Although I am personally feeling the Bern, I can’t ignore or dismiss the inequality and sexism that former Secretary of State Hillary Clinton continuously faces.

As a woman, I realize that although I may not agree with Clinton or her policies, I must be aware of the way I criticize her. This means I can’t demean her hair, dress, voice or any of the other feminine qualities that clearly make her different from her male running mates.

Sadly, Clinton is too often attacked on the premise of simply being a woman. She literally cannot catch a break.

I began wondering, after realizing Clinton’s campaign is too often questioned and destroyed based on the premise of sexism, what it would be like if she were a man and the other candidates were women.

If Donald Trump was suddenly Donna Trump, there would be much more criticism of her hair.

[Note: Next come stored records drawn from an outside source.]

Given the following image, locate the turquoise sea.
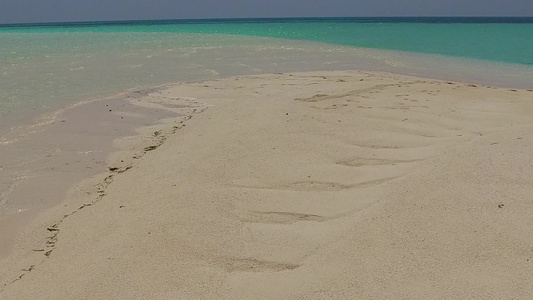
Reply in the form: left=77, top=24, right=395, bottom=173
left=0, top=18, right=533, bottom=132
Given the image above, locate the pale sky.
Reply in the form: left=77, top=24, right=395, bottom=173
left=0, top=0, right=533, bottom=23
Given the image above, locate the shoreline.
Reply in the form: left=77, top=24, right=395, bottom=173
left=0, top=66, right=533, bottom=259
left=0, top=71, right=533, bottom=299
left=0, top=85, right=206, bottom=259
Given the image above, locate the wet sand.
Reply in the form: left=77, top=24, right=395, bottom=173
left=0, top=71, right=533, bottom=299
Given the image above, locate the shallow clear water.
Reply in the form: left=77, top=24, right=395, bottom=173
left=0, top=18, right=533, bottom=138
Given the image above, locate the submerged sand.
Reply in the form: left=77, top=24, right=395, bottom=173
left=0, top=71, right=533, bottom=299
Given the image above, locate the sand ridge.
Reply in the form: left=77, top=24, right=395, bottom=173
left=0, top=71, right=533, bottom=299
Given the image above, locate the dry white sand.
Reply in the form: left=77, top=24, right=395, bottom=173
left=0, top=71, right=533, bottom=299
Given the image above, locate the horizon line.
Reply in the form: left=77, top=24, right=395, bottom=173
left=0, top=16, right=533, bottom=27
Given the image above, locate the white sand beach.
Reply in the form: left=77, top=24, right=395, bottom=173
left=0, top=71, right=533, bottom=300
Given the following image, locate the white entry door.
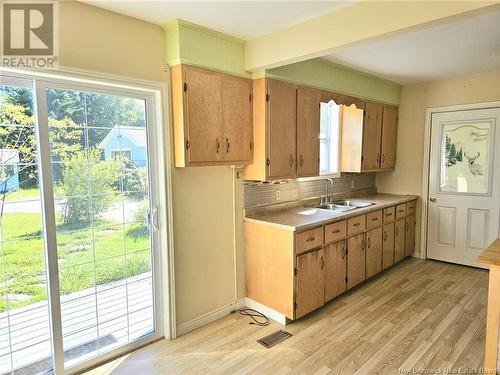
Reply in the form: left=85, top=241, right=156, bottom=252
left=427, top=108, right=500, bottom=267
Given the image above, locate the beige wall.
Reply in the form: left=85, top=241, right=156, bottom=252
left=59, top=1, right=167, bottom=82
left=377, top=70, right=500, bottom=258
left=59, top=1, right=245, bottom=324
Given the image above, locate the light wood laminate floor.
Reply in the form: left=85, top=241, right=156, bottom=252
left=89, top=259, right=488, bottom=375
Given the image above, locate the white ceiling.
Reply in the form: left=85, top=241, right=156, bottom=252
left=325, top=8, right=500, bottom=85
left=82, top=0, right=355, bottom=40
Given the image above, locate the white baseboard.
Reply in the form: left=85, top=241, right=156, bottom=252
left=176, top=298, right=246, bottom=337
left=245, top=297, right=287, bottom=326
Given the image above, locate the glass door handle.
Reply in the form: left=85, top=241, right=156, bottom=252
left=151, top=207, right=160, bottom=232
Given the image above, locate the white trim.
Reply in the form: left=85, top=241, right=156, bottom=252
left=177, top=298, right=247, bottom=336
left=245, top=297, right=289, bottom=326
left=419, top=101, right=500, bottom=259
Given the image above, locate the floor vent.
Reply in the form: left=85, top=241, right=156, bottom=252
left=257, top=329, right=292, bottom=349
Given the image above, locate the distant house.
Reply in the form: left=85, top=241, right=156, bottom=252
left=0, top=149, right=19, bottom=193
left=99, top=125, right=147, bottom=167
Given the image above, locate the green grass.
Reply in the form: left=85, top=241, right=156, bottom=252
left=0, top=213, right=150, bottom=312
left=0, top=187, right=40, bottom=202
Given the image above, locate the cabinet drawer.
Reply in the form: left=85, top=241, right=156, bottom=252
left=366, top=210, right=382, bottom=229
left=384, top=206, right=396, bottom=223
left=325, top=220, right=347, bottom=243
left=396, top=203, right=406, bottom=219
left=295, top=227, right=323, bottom=254
left=347, top=215, right=366, bottom=236
left=406, top=201, right=417, bottom=215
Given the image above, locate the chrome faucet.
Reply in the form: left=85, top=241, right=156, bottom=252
left=321, top=177, right=333, bottom=204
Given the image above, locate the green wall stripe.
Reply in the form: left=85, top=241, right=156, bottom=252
left=164, top=20, right=401, bottom=105
left=265, top=58, right=401, bottom=105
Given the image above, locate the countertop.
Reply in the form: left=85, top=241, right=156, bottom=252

Can you imagine how quickly the media would jump on her out-of-date hairstyle every time she stepped up to the podium? Her orange-tan skin, clearly artificially colored, would be made fun of as the media declared her to be fake.

She would be mocked and criticized for cosmetic touches and people would claim her efforts were all done for the sake of appearing younger or more beautiful. People would say she was focusing too much on her appearance.

Her rants of hatred and bigotry would be laughed at and pushed aside. She would be called crazy or emotional and the banter would never be taken seriously.

Instead, it would be brushed off as people blamed her hateful rants on “that time of the month.”

Her rallies would appear to be too emotional and would be denied any legitimacy. Her policy suggestions would be deemed crazy and radical, and few people would stop to give her words a second thought. I honestly doubt she would even be in the race.

A woman standing in Trump’s shoes would be made a mockery of and the political world would never accept her like they accept Trump.

If Hillary Clinton was suddenly Henry Clinton, his clothes would be left out of the discussion. Before reports question why he appears in pantsuits rather than skirts, few people would bother to discuss what he wore or how he looked. His hair and makeup would suddenly seem irrelevant. His “shrill” voice would no longer be a main point of attention.

His words would be given the power and respect they truly deserve. Rather than his strength being questioned, he would be hailed as a true leader. His power would not be declared as “bitchiness.” His authority and strong will would be empowering rather than intimidating. Clinton’s policies would never be questioned, they would be accepted and widely understood.

If Hillary Clinton were a man, power and praise could be hers. When people criticize the former secretary of state, it would be kept strictly business, without discussion of her voice, clothes, hair, makeup or her other feminine qualities that make her seem weak, inexperienced and not credible.

Sexism plays a bigger part in the election than anyone wants to admit and it has clearly found a home within U.S. politics. It is unfair. It is prejudice. And it perfectly highlights the inequality women face on a daily basis.

Clearly, the tables would be turned if the genders were turned as well. Clinton’s experience and past record surpasses Trump’s by a landslide. Why, then, does it seem as if she is taken less seriously?

So yes, you can disagree with Clinton and you can criticize her campaign, just make sure you do it correctly.